V: Dann lieber nicht. Wir wollen ja nicht einen größeren ökologischen Fußabdruck hinterlassen als nötig, oder?
B: Nein, das wollen wir nicht. Die Biere sind Craft-Bier hier aus der Gegend. Vielleicht ein Glas Bier zum Fisch?
V: Ist das auch Bio-Bier? Sie wissen doch, dass die großen Brauereien mit genmanipulierter Hefe arbeiten, oder?
B: Ach ja? Vielleicht etwas Wasser?
V: Ich trinke nur Leitungswasser. Aber ich bin skeptisch, was die Qualität der Leitungen in einem so alten Restaurant wie hier betrifft. Vielleicht sind die noch aus Blei!

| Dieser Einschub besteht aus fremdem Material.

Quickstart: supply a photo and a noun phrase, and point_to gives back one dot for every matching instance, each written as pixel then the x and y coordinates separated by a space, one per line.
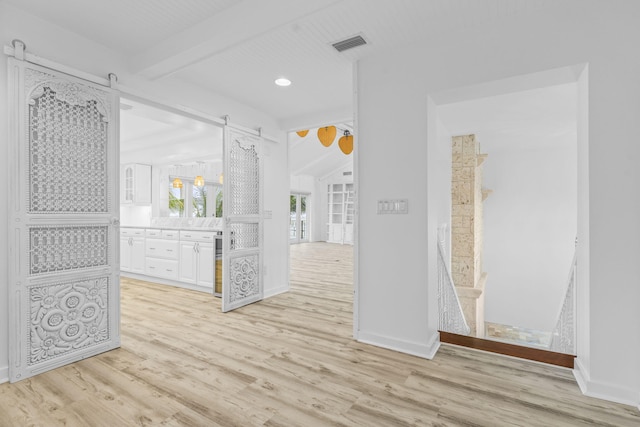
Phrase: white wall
pixel 395 306
pixel 59 45
pixel 529 233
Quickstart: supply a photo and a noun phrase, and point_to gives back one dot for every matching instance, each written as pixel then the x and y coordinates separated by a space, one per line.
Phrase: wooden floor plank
pixel 289 361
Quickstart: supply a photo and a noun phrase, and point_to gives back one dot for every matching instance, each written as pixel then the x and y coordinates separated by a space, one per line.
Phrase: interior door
pixel 298 221
pixel 64 302
pixel 243 234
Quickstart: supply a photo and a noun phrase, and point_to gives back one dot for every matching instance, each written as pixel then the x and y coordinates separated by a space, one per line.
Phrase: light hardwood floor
pixel 289 361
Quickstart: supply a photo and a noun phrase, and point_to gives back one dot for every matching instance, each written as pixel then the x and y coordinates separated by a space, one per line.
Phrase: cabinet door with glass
pixel 340 213
pixel 298 218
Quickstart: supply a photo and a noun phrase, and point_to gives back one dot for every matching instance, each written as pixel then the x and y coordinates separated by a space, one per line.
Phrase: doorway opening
pixel 171 172
pixel 298 218
pixel 513 220
pixel 322 211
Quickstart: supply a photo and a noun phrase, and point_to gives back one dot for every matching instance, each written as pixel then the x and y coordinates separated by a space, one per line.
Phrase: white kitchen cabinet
pixel 132 255
pixel 162 254
pixel 188 262
pixel 197 258
pixel 135 184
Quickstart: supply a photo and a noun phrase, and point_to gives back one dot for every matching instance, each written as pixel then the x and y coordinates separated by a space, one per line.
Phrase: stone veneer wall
pixel 466 229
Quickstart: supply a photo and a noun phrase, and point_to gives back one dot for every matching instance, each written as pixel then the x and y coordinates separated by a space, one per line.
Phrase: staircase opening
pixel 509 247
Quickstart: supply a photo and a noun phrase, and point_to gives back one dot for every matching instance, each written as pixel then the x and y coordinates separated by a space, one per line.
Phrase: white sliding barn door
pixel 64 298
pixel 242 236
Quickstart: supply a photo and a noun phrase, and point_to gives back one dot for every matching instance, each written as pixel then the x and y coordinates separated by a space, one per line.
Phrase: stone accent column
pixel 467 195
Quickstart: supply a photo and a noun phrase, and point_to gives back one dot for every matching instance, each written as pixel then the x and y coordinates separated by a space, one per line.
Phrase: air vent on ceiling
pixel 349 43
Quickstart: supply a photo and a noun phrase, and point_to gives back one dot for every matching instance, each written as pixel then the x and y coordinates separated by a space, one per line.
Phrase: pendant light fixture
pixel 199 180
pixel 327 135
pixel 346 143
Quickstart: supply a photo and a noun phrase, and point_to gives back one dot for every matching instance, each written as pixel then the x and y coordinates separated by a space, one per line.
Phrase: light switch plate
pixel 393 206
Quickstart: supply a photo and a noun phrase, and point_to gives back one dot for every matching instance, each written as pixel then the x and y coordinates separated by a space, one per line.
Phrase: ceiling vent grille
pixel 349 43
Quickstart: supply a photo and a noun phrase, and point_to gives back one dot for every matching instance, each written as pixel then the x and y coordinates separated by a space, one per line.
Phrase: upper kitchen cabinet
pixel 135 184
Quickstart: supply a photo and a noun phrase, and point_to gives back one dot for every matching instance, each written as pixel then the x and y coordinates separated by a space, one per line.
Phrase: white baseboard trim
pixel 273 292
pixel 425 350
pixel 602 390
pixel 4 374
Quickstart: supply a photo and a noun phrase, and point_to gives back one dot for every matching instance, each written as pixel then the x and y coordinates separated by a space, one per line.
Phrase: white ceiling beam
pixel 233 26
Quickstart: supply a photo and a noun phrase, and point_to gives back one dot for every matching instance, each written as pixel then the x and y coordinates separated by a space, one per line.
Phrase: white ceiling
pixel 239 47
pixel 154 136
pixel 530 119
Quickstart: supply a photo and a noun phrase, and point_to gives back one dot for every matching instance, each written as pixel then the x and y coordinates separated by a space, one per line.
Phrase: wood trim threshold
pixel 535 354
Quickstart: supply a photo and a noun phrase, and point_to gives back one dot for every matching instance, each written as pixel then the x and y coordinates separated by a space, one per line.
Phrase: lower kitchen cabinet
pixel 181 257
pixel 162 254
pixel 197 258
pixel 132 250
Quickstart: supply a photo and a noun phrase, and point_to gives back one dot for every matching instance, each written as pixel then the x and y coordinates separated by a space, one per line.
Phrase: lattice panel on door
pixel 67 155
pixel 244 236
pixel 244 277
pixel 67 317
pixel 62 248
pixel 244 178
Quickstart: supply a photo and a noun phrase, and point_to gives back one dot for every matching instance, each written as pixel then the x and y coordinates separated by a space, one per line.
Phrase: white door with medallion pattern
pixel 64 298
pixel 243 235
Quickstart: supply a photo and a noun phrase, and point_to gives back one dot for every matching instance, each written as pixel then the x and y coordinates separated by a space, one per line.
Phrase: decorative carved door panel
pixel 242 237
pixel 64 284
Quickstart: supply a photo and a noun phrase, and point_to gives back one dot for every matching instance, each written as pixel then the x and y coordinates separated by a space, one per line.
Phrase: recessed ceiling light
pixel 283 81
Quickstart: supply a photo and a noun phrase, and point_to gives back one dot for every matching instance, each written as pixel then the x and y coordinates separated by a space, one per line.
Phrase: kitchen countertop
pixel 155 227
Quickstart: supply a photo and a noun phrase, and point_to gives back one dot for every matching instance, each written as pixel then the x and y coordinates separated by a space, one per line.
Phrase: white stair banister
pixel 451 314
pixel 563 337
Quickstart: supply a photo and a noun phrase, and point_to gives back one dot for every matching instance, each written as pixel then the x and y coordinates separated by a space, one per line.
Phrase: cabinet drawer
pixel 154 233
pixel 198 236
pixel 159 248
pixel 171 234
pixel 161 268
pixel 132 232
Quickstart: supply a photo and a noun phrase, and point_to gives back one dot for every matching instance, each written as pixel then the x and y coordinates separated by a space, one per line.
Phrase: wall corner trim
pixel 4 374
pixel 426 350
pixel 277 291
pixel 602 390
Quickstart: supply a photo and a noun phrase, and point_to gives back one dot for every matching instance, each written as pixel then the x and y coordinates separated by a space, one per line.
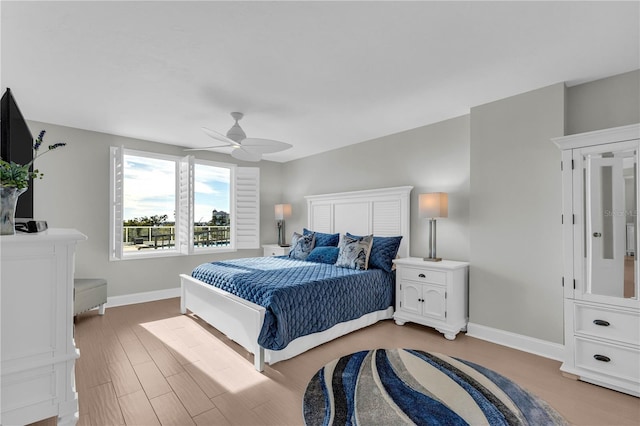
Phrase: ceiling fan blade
pixel 264 146
pixel 245 155
pixel 206 148
pixel 220 137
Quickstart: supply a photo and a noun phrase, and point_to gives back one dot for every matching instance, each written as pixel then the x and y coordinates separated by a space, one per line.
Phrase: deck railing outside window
pixel 163 237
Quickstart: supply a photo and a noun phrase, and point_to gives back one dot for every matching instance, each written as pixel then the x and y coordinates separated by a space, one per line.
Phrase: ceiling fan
pixel 243 148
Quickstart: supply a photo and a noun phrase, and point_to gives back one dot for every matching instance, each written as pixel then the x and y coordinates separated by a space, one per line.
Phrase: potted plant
pixel 14 180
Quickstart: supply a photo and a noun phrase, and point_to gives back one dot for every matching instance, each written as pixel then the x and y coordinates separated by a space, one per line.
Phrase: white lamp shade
pixel 435 204
pixel 283 211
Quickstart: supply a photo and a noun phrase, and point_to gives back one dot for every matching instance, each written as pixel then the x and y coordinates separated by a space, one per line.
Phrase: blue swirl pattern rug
pixel 404 386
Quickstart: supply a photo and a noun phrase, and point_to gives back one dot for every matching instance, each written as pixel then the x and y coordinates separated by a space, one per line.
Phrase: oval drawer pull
pixel 602 358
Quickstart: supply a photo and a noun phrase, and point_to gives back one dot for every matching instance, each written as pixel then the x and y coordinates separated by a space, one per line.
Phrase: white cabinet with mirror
pixel 601 286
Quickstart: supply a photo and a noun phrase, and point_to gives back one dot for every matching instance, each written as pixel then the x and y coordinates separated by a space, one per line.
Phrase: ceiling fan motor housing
pixel 236 133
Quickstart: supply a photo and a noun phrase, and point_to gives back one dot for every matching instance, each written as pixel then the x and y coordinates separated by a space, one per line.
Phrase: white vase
pixel 9 197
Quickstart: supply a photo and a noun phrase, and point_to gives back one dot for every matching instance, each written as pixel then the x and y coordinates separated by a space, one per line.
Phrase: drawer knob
pixel 602 358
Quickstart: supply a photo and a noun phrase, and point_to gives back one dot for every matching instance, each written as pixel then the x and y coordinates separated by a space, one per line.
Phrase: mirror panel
pixel 610 211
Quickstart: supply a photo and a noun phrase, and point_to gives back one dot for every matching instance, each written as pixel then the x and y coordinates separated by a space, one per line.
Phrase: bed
pixel 214 291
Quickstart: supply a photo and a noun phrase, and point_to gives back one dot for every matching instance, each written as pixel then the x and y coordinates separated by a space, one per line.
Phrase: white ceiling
pixel 318 75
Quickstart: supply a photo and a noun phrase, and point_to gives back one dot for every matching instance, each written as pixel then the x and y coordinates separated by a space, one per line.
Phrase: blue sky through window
pixel 211 191
pixel 149 188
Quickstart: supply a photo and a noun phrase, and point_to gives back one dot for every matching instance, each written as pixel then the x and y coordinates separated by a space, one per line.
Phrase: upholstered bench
pixel 89 293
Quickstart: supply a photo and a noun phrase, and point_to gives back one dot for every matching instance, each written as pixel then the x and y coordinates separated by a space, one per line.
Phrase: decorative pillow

B: Das weiß ich gar nicht genau…
V: Aber ich habe eine Flasche levitiertes Wasser dabei. Von zu Hause. Wenn Sie mir ein sauberes Glas bringen wollten.
B: Selbstverständlich. Dann wünsche ich Ihnen einen guten Apettit!

K: So, werte Gästin. Hat Ihnen denn die Forelle gemundet?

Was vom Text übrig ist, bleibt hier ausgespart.